Architecture¶

This page describes the high-level architecture of the anira library, its core components, and how they interact with each other.

System Overview¶

anira is designed with real-time audio applications in mind, focusing on deterministic performance and thread safety. The architecture consists of several key components working together to provide neural network inference capabilities that can be safely used within audio processing contexts.

+-----------------------------------+
|         InferenceHandler          |
|   (Main user-facing interface)    |
+----------------+------------------+
                 |
                 v
+----------------+------------------+
|        InferenceConfig            |
| (Model paths, shapes, settings)   |
+----------------+------------------+
                 |
                 v
+----------------+------------------+
|      PrePostProcessor             |
|  (Format conversion, buffering)   |
+----------------+------------------+
                 |
                 v
+----------------+------------------+
|         InferenceManager         |
|    (Thread pool coordination)    |
+----------------+------------------+
                 |
                 v
+----------------+------------------+       +----------------------+
|         Backend Processors        | <---> |   Inference Engines  |
| (LibTorch, ONNX, TensorFlow Lite) |       | (External libraries) |
+-----------------------------------+       +----------------------+

Key Design Principles¶

Real-time Safety
- No dynamic memory allocation during audio processing
- Deterministic performance guarantees
- Thread-safety with atomic operations
- Pre-allocated buffers and resources
Flexibility
- Support for multiple inference backends
- Configurable thread management
- Customizable pre/post-processing
- Support for both stateful and stateless models
Performance
- Efficient buffer management with zero-copy where possible
- Thread pool to prevent oversubscription
- Optimized tensor operations
- Benchmarking tools for performance analysis

Component Responsibilities¶

`anira::InferenceHandler`¶

The primary interface for users, handling the overall integration of neural network inference into audio processing workflows.

Manages the audio processing lifecycle
Provides real-time safe process methods
Handles buffer management
Reports latency information

`anira::InferenceConfig`¶

Stores configuration data for models and processing parameters.

Model paths and backend selection
Input and output tensor shapes
Maximum inference time limits
Memory management settings

`anira::PrePostProcessor`¶

Handles data formatting between audio buffers and neural network tensors.

Converts audio data to model input format
Converts model outputs back to audio format
Manages intermediate buffers

`anira::InferenceManager`¶

Coordinates the thread pool and inference scheduling.

Manages worker threads
Schedules inference tasks
Handles synchronization between audio and inference threads

Backend Processors¶

Backend-specific implementations for different inference engines.
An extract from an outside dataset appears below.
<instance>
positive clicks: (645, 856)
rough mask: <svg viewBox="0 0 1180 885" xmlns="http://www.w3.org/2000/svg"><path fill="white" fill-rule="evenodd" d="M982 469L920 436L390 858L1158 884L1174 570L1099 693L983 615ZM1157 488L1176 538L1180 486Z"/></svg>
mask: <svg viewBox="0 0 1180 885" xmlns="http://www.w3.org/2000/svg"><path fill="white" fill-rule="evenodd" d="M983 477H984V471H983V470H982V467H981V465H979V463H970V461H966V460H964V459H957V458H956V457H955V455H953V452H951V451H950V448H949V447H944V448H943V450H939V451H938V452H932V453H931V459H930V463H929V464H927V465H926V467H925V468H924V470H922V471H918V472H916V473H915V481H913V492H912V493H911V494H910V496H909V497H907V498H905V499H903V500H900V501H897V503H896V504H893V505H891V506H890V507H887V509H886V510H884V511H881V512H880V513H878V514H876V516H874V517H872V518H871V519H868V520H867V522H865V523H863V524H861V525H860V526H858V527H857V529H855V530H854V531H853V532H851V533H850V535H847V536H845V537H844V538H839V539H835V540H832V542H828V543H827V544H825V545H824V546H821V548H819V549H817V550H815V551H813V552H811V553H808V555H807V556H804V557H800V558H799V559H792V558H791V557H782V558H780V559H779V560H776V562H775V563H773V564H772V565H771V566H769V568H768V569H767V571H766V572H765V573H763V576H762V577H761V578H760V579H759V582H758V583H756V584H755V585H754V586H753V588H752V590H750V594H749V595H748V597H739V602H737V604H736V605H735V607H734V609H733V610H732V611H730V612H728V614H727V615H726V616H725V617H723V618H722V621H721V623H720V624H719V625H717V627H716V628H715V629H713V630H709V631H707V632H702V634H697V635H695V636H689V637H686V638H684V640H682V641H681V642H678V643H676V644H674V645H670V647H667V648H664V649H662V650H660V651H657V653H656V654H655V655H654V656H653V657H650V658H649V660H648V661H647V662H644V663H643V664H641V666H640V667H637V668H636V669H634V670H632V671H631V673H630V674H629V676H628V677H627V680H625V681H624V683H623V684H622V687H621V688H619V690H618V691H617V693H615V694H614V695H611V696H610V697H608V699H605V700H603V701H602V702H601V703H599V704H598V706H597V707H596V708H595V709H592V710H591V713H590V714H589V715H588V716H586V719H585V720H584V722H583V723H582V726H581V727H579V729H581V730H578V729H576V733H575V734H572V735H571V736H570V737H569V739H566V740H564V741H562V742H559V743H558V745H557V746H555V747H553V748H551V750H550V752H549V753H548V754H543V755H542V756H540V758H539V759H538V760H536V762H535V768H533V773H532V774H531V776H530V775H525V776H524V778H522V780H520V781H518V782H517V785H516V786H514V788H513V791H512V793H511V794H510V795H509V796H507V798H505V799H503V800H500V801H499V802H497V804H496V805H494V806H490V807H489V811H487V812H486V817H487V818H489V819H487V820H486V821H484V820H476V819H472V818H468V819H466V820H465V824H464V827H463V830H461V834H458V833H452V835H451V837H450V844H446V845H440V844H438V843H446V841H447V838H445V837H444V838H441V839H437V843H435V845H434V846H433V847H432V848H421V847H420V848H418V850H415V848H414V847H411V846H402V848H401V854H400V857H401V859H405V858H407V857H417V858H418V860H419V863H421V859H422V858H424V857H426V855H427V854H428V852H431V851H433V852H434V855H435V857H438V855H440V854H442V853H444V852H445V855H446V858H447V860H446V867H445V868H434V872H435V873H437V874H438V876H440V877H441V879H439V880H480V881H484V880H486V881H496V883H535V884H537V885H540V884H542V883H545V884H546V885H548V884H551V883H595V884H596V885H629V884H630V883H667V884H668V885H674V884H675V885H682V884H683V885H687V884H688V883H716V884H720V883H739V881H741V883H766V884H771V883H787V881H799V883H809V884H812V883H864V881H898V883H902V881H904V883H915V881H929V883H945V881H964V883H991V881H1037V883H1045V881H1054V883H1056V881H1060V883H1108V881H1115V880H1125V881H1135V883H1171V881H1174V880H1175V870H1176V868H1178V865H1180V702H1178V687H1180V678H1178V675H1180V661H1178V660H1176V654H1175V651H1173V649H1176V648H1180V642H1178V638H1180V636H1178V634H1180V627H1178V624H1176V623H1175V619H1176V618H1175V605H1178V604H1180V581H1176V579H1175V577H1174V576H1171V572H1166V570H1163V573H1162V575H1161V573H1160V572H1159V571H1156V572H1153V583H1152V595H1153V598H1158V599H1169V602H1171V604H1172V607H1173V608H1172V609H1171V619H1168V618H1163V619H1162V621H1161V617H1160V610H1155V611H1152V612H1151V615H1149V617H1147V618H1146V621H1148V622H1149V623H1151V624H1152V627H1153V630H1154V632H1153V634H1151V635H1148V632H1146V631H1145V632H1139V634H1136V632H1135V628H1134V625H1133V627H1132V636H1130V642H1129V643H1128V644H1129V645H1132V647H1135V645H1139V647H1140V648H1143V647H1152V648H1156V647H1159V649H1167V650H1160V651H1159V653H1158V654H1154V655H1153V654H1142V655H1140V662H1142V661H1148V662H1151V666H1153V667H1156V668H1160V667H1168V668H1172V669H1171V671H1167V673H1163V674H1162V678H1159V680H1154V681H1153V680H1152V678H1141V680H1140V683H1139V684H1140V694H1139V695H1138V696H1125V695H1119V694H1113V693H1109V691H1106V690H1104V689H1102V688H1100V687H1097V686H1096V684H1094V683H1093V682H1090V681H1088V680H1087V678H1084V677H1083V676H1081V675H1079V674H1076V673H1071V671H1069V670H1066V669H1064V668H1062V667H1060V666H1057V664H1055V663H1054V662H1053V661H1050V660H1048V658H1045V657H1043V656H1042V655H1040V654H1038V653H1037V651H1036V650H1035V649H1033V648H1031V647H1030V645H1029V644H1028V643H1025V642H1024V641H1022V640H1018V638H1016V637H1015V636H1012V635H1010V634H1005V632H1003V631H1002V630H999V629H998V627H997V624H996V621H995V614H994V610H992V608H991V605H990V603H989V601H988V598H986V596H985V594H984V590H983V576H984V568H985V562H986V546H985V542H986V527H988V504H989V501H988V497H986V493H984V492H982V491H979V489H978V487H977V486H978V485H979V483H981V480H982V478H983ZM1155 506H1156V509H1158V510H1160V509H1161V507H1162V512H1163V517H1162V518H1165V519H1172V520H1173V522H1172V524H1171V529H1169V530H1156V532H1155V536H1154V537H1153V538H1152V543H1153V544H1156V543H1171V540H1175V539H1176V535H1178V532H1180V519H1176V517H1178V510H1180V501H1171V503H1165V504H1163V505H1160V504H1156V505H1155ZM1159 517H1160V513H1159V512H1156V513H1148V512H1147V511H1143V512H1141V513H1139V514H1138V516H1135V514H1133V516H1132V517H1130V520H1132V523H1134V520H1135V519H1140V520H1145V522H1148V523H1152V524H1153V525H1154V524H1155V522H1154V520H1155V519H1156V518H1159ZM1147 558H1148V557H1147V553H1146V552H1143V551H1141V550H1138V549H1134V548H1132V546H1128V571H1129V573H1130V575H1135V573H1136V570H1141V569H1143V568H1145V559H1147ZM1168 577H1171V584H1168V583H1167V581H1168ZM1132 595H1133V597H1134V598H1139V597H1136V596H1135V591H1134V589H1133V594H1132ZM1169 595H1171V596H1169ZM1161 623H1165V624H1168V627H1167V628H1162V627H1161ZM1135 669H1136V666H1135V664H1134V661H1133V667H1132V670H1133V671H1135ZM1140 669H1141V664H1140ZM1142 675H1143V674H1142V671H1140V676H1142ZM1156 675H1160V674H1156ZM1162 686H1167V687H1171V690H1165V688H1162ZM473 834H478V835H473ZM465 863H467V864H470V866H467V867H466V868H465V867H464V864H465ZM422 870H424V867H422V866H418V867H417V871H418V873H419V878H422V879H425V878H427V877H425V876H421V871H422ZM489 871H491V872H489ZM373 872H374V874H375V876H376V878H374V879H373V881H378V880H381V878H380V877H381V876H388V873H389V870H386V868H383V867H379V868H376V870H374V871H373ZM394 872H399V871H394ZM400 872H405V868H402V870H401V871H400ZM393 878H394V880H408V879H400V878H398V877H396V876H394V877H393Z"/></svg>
anira::LibtorchProcessor - PyTorch C++ API integration
anira::OnnxRuntimeProcessor - ONNX Runtime integration
anira::TFLiteProcessor - TensorFlow Lite integration
anira::BackendBase - For inheritance for custom inference engines

Data Flow¶

Audio Input: The host application provides audio data to the InferenceHandler
Pre-processing: The PrePostProcessor converts audio data to tensors
Scheduling: The InferenceManager schedules the inference task
Inference: A backend processor executes the neural network model
Post-processing: The PrePostProcessor converts results back to audio
Audio Output: The processed audio is returned to the host application

Threading Model¶

anira employs a multi-threaded architecture with careful synchronization:

Audio Thread: Real-time thread from the host application, never blocked
Inference Threads: Worker threads performing the actual model inference
Synchronization: Lock-free communication with atomic operations and ring buffers

The system avoids blocking operations in the audio thread and uses a carefully designed thread pool to prevent CPU oversubscription.